ABSTRACT
Nitric oxide (NO) plays a critical role in a wide range of bodily functions, including vasodilation,
neurotransmission, wound healing, suppression of platelet activation, and modulation of ciliary beat frequency.
Further, inhaled gas phase NO is now routinely used to treat neonatal pulmonary hypertension. In infection,
NO released by neutrophils and macrophages functions as a potent antimicrobial/antiviral agent, and low nM
concentrations of NO efficiently disperse biofilm formed by a variety of bacterial strains. Recent clinical trials
have demonstrated its benefit in treating a variety of airway infections. In contrast, traditional antibiotics exhibit
reduced efficacy against established bacteria colonies, i.e., biofilms, and when used within a catheter lock
solution they do not mitigate other catheter dysfunction problems, including thrombotic complications related to
platelet activation along the outer surface of the catheter. Thus, the combined antimicrobial and antithrombotic
properties of NO make it an ideal candidate to prevent catheter-related blood stream infections (CRBSI) and
thrombotic complications for end stage renal disease (ESRD) patients with tunneled dialysis catheters (TDCs).

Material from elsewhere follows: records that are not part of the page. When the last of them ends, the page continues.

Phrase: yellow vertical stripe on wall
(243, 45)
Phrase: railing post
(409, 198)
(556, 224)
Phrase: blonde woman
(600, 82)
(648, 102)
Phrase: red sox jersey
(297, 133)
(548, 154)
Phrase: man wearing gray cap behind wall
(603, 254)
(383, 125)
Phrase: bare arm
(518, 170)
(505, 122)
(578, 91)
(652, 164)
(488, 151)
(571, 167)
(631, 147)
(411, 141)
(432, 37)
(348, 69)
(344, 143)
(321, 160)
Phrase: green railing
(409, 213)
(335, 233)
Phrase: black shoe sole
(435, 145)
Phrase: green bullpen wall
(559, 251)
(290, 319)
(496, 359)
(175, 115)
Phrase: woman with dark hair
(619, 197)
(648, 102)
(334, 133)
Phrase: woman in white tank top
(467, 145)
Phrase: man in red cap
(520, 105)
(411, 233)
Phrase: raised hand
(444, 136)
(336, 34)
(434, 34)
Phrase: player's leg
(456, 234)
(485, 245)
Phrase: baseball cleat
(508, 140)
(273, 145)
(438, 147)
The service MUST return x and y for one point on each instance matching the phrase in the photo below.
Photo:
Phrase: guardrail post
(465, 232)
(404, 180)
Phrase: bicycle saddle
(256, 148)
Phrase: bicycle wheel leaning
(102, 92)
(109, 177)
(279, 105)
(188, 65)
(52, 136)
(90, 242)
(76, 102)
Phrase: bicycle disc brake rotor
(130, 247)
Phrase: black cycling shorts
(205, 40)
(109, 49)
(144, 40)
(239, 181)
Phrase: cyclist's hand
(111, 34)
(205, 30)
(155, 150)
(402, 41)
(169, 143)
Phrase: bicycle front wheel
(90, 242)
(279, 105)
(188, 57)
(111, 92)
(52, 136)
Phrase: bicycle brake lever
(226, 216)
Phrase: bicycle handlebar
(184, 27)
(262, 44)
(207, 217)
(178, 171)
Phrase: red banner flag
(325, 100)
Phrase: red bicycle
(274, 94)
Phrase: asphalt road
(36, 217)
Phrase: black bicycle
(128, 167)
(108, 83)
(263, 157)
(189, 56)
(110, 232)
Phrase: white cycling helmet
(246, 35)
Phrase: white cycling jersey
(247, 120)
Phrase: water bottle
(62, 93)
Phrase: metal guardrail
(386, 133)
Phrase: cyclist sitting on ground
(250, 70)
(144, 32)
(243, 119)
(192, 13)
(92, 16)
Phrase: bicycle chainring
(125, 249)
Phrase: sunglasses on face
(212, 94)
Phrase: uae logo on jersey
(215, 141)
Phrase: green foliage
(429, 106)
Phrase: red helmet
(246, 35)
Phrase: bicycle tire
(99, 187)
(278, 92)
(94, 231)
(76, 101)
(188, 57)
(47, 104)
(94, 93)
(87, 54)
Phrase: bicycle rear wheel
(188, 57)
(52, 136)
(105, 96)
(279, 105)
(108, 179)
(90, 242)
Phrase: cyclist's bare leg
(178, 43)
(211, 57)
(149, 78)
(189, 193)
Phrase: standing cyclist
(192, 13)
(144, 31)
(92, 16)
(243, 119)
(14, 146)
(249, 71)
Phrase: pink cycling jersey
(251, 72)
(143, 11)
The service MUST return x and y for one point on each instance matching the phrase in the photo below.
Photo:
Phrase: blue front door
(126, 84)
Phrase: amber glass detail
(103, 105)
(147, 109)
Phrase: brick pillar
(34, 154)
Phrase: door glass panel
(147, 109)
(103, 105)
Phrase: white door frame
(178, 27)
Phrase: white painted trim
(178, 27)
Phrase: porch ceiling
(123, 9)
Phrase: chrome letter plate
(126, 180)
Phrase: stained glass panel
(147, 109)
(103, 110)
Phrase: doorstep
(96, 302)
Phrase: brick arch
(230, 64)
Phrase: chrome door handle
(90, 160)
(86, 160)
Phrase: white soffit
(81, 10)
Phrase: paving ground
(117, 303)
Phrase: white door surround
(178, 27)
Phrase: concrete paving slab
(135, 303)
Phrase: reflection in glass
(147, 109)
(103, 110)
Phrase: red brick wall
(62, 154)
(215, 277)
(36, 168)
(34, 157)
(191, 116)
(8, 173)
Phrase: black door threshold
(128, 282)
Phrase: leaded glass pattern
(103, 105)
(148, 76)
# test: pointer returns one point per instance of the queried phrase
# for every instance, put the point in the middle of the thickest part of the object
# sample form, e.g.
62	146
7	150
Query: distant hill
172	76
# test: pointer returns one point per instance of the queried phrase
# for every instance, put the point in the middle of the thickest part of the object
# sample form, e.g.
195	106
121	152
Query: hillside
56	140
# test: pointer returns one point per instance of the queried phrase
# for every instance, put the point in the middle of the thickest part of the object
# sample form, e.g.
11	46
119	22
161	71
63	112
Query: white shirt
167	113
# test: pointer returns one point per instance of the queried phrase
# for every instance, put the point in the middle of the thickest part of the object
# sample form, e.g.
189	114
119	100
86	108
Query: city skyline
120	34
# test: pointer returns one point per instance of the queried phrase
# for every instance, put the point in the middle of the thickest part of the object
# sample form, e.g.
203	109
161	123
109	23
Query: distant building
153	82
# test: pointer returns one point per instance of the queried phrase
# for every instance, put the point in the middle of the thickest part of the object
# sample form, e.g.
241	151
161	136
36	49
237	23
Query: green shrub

Recently, it has been shown that stabilized forms of NO, S-nitrosothiols (RSNOs), are a convenient way to
deliver therapeutic levels of NO for some of these medical applications.
NOTA Laboratories now proposes to use RSNO chemistry to develop two related disposable insert device
variants for use with TDCs that are capable of releasing significant NO fluxes for 3-4 days. One device variant
would be a catheter insert cap that bathes the extracorporeal portion, above the pinch clamp (the hub area) of
a TDC, to deliver bactericidal levels of NO in the catheter region most prone to bacterial intrusion. The second
product variant would be a longer insert that would extend to the distal tip and release NO through the entire
length of the TDC. These devices would consist of an appropriate narrow diameter polymeric tube packed with
the RSNO in a hydratable matrix. After each dialysis session the lumens of the TDC will be filled with saline
lock solution and the devices will be inserted into both lumens where they will spontaneously generate NO until
the next dialysis session, typically 3 days. If the TDC is composed of a NO permeable material, fibrin sheath
formation on the outer surface of the TDC should also be suppressed. Phase I research will focus on three
aims: 1) identifying the optimal RSNO chemistry and tubing to make the device; 2) evaluating the NO release
of the inserts within dual-lumen medical-grade TDC tubing; and 3) demonstrating the antimicrobial activity of
optimized disinfection inserts on the inner and outer surfaces of TDC catheter tubing.